9.B.191 The Endoplasmic Reticulum Retention Receptor (KDELR) Family
The endoplasmic reticulum (ER)-Golgi system has been studied using biochemical, genetic, electron and light microscopic techniques leading to an understanding of many aspects of trafficking from the ER to the Golgi apparatus (Murshid and Presley 2004). This includes some of the signals and mechanisms for selective retention and retrieval of ER resident proteins and export of cargo proteins. Proteins that leave the ER emerge in 'export complexes' or ER 'exit sites' and accumulate in pleiomorphic transport carriers referred to as VTCs or intermediate compartments. These structures then transit from the ER to the Golgi apparatus along microtubules using the dynein/dynactin motor and fuse with the cis cisterna of the Golgi apparatus. Many proteins (including vSNAREs, ERGIC53/p58 and the KDEL receptor) must cycle back to the ER from pre-Golgi intermediates or the Golgi. Murshid and Presley 2004 considered a model suggesting that this cycling occurs via 50-nm COPI-coated vesicles and in vivo evidence that suggests that retrograde trafficking may occur via tubular structures. Intracellular membrane transport involves the coordinated engagement of a series of organelles and molecular machineries that ensure that proteins are delivered to their correct cellular locations.

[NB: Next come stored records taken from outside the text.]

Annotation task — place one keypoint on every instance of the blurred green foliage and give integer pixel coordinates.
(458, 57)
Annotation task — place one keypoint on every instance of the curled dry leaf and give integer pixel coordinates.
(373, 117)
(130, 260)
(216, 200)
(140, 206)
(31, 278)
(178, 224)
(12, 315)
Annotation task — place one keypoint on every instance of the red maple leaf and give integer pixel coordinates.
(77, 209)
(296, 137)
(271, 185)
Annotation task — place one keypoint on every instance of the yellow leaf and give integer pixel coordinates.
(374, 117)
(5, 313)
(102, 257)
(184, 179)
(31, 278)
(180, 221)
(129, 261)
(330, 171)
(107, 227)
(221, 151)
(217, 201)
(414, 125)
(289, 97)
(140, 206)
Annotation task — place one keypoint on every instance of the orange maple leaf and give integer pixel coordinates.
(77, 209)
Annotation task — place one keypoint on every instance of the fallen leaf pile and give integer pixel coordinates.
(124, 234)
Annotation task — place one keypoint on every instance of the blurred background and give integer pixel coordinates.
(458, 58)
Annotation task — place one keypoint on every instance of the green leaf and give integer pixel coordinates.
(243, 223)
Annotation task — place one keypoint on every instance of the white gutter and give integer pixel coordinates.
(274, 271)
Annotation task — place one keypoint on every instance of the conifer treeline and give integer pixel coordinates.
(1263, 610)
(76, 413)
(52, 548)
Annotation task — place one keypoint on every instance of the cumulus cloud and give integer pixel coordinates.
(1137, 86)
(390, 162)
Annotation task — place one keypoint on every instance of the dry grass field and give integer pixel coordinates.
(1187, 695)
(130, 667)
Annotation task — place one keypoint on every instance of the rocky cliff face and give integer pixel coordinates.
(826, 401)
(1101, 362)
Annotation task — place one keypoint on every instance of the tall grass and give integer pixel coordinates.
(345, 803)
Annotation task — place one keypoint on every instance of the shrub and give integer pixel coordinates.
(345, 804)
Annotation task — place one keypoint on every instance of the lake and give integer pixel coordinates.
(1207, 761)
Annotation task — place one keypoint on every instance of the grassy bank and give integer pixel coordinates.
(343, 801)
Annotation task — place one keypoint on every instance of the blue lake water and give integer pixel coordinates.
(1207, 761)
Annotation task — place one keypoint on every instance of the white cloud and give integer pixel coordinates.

Due to its central position in the secretory pathway and to the large amounts of signaling molecules associated with it, the Golgi complex plays a role in this regulation. The generation of autonomous signaling by the Golgi complex in response to the arrival of cargo from the endoplasmic reticulum (ER) allows that cargo moving from the ER to the Golgi activates a series of signaling pathways. This regulatory mechanism is called the Golgi control system (Cancino et al. 2013). A key player in this control system is the KDEL receptor, which retrieves chaperones back to the endoplasmic reticulum and behaves as a signaling receptor. The KDEL receptor regulates pathways involved in the maintenance of the homeostatic transport apparatus, in particular, of the Golgi complex.